Editorial standards
Framework publishes in three voices — the catalog, the Academy, and the Blog — each held to a different standard. This page documents them.
The three voices
- Catalog — reference. Neutral, factual, structured. The reader is looking up what a framework is and when it applies. No personal opinions, no recent-news framing.
- Academy — teaching. Long-form tutorials with a single author byline. Opinions allowed where they sharpen the lesson, always marked as such.
- Blog — commentary. Field reports and arguments. Opinions are the point. Tone is direct; claims are sourced when they go beyond the author's own experience.
Sourcing
Any specific claim about a person, company, or quantitative fact is sourced inline. Where a framework's history matters — Eisenhower's quote, Humphrey at SRI for SWOT, the Cynefin paper — we cite the origin. Anecdotal observations from the author's own work are marked as such and not cited.
Corrections policy
When we get something wrong, we fix it inline and append a short correction note dated to when the fix shipped. Substantial corrections trigger a bumped last reviewed date on the page.
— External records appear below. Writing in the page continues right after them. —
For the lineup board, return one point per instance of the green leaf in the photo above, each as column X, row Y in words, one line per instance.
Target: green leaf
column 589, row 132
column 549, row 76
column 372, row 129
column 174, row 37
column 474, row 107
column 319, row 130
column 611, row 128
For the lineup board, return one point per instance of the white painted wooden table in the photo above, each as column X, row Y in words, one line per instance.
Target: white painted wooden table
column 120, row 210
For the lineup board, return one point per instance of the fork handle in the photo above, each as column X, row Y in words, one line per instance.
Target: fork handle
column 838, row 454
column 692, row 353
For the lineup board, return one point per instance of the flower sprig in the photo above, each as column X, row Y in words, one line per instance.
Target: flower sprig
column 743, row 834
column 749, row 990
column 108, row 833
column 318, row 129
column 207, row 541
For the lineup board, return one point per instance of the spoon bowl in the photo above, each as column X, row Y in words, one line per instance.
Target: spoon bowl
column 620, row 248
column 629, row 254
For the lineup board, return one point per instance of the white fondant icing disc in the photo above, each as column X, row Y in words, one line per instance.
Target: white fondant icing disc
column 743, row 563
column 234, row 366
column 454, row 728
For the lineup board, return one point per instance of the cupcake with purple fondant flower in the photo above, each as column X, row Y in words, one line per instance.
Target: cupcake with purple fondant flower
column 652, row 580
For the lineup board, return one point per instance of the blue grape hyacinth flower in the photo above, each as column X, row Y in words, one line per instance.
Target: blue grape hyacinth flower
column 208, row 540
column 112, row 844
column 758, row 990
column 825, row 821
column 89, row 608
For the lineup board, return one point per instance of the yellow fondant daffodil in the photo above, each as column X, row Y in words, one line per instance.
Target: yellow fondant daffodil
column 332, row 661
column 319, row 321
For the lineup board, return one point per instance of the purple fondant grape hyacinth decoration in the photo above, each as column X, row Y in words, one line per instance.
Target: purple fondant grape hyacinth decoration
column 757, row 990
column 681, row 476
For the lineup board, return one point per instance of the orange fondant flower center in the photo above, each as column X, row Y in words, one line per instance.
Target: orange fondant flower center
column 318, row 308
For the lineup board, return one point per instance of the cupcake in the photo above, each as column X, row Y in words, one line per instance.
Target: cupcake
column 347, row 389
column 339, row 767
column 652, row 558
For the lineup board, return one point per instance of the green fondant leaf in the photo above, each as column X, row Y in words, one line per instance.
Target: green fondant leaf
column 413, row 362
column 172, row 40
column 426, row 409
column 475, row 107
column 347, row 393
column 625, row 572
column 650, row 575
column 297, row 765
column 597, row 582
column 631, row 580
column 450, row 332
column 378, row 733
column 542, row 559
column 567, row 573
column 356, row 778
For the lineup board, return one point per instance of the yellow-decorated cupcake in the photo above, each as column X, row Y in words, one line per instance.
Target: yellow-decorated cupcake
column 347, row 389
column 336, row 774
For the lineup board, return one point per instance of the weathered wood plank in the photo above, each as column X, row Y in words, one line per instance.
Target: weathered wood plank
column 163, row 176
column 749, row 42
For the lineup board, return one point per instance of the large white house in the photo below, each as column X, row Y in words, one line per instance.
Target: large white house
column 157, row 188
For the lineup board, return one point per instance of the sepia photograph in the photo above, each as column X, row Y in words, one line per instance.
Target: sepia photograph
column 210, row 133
We don't silently rewrite history.
Spot something off? The Suggest an edit link at the bottom of every Academy article goes to the GitHub source, or email [email protected].
Attribution
Every Academy and Blog post is bylined to a real person — see authors. "Framework team" is not used as a hidden byline. If an outside guest writes, they get a byline of their own.
AI disclosure
AI tools are used as drafting and proofreading assistants. No published article is AI-generated end-to-end. A human author writes the argument, picks the examples, and signs off. See Methodology for how this maps to the catalog vs. Academy distinction.